Much like must-sell objects, personal ads have to whittle down one’s relationship ambitions to truncated descriptions: WF, WM, SWF, SBM. After all, you don’t have a lot of space in print.

And if pop culture is any indication, the print personals really are well, old news.

Most recently in the movie Because I Said So, Diane Keaton’s character tries to find her daughter the perfect husband by posting an ad on an online personals site. Tom Hanks and Meg Ryan had mail.

That’s a far cry from the heels-with-socks print personals thrill ride that was Desperately Seeking Susan, or 1950’s Lonely Heart Bandits in which a couple of con artists meet rich widows through their newspaper personal ads, dupe them out of their riches and then kill them for good measure.

According to Pat Royal, director of classified advertising at the Miami Herald, the newspaper runs its personal ads in print, once a week on Sunday, in both the English and El Nuevo Herald editions.

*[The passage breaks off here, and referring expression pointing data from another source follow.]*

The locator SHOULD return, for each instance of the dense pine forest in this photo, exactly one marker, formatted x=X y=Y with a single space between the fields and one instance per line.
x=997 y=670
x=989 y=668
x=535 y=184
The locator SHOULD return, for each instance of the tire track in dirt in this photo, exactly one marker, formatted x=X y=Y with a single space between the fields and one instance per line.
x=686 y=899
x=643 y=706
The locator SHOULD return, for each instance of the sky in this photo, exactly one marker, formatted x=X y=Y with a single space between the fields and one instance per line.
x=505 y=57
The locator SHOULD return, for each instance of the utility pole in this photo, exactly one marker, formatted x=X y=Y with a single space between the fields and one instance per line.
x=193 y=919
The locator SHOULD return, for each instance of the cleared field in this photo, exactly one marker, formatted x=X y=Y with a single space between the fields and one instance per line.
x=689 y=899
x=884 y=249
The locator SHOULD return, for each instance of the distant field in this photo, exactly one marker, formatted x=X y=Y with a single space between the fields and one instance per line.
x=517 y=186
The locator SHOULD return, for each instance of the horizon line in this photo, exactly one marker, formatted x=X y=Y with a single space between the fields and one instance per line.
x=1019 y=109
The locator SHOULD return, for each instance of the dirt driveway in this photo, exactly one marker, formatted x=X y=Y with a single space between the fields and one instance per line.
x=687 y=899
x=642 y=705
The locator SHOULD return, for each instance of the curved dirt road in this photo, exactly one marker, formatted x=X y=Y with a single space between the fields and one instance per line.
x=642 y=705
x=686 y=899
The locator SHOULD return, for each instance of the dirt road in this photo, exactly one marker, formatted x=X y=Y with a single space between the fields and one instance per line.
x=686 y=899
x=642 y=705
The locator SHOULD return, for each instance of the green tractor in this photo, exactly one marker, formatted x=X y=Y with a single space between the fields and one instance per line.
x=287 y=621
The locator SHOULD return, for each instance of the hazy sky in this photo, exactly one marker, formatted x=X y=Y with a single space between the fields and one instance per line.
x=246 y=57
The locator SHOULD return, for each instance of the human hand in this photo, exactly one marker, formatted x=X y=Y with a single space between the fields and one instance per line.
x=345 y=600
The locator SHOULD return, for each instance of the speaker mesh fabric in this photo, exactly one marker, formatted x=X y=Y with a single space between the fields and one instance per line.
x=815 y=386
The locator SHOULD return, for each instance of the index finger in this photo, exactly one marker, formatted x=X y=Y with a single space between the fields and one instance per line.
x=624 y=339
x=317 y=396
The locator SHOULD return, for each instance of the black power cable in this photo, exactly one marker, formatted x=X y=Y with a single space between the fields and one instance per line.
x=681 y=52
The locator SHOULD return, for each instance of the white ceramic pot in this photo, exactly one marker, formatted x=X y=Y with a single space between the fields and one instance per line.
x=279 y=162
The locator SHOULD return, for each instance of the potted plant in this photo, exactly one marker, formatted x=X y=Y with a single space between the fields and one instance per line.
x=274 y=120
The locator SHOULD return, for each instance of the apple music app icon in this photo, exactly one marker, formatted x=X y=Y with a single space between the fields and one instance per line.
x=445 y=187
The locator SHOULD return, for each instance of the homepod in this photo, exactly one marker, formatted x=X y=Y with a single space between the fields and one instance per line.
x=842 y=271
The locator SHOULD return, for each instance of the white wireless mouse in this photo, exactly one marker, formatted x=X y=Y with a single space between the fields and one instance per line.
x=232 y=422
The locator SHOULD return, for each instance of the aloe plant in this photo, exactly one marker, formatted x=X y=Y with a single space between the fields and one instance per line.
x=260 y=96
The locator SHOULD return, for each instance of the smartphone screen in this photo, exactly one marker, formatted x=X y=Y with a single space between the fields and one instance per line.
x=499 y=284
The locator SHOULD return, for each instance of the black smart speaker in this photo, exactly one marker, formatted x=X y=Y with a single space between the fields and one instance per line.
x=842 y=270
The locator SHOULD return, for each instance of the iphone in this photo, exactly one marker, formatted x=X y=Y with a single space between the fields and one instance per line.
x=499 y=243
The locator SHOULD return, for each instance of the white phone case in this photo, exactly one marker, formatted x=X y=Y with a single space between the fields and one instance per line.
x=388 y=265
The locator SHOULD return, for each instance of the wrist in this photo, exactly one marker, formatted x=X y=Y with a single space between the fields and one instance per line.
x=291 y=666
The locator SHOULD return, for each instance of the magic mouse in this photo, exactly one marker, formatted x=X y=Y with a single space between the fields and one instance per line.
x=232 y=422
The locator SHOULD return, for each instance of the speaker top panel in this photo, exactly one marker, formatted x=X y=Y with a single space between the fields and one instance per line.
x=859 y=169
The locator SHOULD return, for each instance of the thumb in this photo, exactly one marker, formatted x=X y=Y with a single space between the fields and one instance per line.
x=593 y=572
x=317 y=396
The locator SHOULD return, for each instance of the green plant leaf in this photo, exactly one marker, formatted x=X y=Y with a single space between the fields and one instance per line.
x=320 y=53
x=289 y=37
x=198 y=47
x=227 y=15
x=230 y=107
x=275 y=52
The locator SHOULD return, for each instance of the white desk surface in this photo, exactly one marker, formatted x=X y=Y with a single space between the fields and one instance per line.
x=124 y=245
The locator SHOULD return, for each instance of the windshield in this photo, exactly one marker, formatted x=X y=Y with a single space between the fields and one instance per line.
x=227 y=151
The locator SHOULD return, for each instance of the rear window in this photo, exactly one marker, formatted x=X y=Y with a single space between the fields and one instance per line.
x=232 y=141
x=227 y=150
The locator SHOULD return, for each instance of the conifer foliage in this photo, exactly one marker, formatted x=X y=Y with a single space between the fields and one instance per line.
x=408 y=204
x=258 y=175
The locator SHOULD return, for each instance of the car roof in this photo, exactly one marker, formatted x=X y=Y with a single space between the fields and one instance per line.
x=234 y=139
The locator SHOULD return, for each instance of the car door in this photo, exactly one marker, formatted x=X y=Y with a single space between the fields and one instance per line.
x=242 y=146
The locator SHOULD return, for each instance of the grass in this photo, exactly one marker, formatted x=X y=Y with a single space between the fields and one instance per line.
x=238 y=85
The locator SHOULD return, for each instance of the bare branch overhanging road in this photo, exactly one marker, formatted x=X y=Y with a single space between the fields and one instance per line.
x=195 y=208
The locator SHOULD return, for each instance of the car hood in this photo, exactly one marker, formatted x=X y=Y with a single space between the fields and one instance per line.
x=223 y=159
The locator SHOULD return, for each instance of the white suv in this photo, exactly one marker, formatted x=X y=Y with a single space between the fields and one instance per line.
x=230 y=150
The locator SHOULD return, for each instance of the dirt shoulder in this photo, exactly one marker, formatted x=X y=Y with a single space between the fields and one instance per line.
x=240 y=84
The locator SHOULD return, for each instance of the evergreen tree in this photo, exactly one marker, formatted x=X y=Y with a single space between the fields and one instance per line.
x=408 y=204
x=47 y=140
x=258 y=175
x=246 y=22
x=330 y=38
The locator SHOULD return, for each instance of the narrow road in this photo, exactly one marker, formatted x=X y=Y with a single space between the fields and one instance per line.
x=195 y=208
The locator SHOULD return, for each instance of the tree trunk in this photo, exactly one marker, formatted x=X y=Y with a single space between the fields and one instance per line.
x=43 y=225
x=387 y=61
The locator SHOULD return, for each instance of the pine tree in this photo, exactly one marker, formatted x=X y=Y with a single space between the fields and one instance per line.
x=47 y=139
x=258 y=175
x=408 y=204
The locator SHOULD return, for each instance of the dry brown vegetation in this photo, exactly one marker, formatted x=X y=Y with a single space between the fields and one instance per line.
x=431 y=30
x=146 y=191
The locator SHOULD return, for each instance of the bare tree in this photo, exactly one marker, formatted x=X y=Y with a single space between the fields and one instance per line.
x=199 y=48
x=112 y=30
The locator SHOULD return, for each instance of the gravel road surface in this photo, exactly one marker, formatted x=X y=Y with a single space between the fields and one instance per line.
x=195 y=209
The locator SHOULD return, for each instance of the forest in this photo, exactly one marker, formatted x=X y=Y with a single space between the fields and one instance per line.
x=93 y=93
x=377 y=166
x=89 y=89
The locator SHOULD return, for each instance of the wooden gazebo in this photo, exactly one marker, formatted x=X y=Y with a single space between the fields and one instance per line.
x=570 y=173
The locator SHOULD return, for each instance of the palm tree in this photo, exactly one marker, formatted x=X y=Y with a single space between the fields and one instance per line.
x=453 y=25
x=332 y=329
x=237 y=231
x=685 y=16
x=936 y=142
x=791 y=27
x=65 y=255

“They used to run it quite a few times a week, but then it was cut back to two [days] and now once [per week],” the Herald’s Royal said. “I don’t know that there’s a strong market for it anymore.”

As fickle as dating itself is the online dating community — and who can blame the Herald for admitting it’s trying to trade up. The paper now works with an outside company to handle its online personals. “Powered by PerfectMatch,” according to the Herald site, but the Herald is “looking for a new one,” says Royal.

And PerfectMatch.com itself takes cues from the dating crowd, trying hard to attract members of the opposite site right on its homepage. In its own personal ad of sorts, some of its proclaimed selling points over eHarmony are that PerfectMatch “accepts and guarantees matches for all personality types,” that “divorced members” and “all lifestyle choices” are always accepted, and that they offer a free “image enhancement service,” among other things.

Meanwhile Match.com’s got Dr. Phil onboard, and has apparently trademarked the slogan “It’s okay to look.”

Despite the lack of action in the ink-on-paper ads, Miami ranked 10th in Forbes magazine’s 2006 “Best Cities for Singles” special report. For the first time, “online dating” was including in the ratings analysis.

“Due to the increasing popularity of online dating, we added this new measure to our methodology this year,” the report says. “The ranking is determined by the number of active profiles in each metro, per capita, on dating site Match.Com.”

Miami snagged a formidable 16th-best ranking in that category.

Meanwhile, Royal said, the print personals “have never been as big here as in other markets, for example, New York.”

She remembers when the Herald even held promotional events for their personals sections. “But we haven’t done them in a while,” she said.

“It’s no longer the place where people go. It was 20 years ago when [print personals were popular] and we had people coming in to place ads and there was a lot of give and take between them and the paper,” she said. “It’s not the place where people meet.”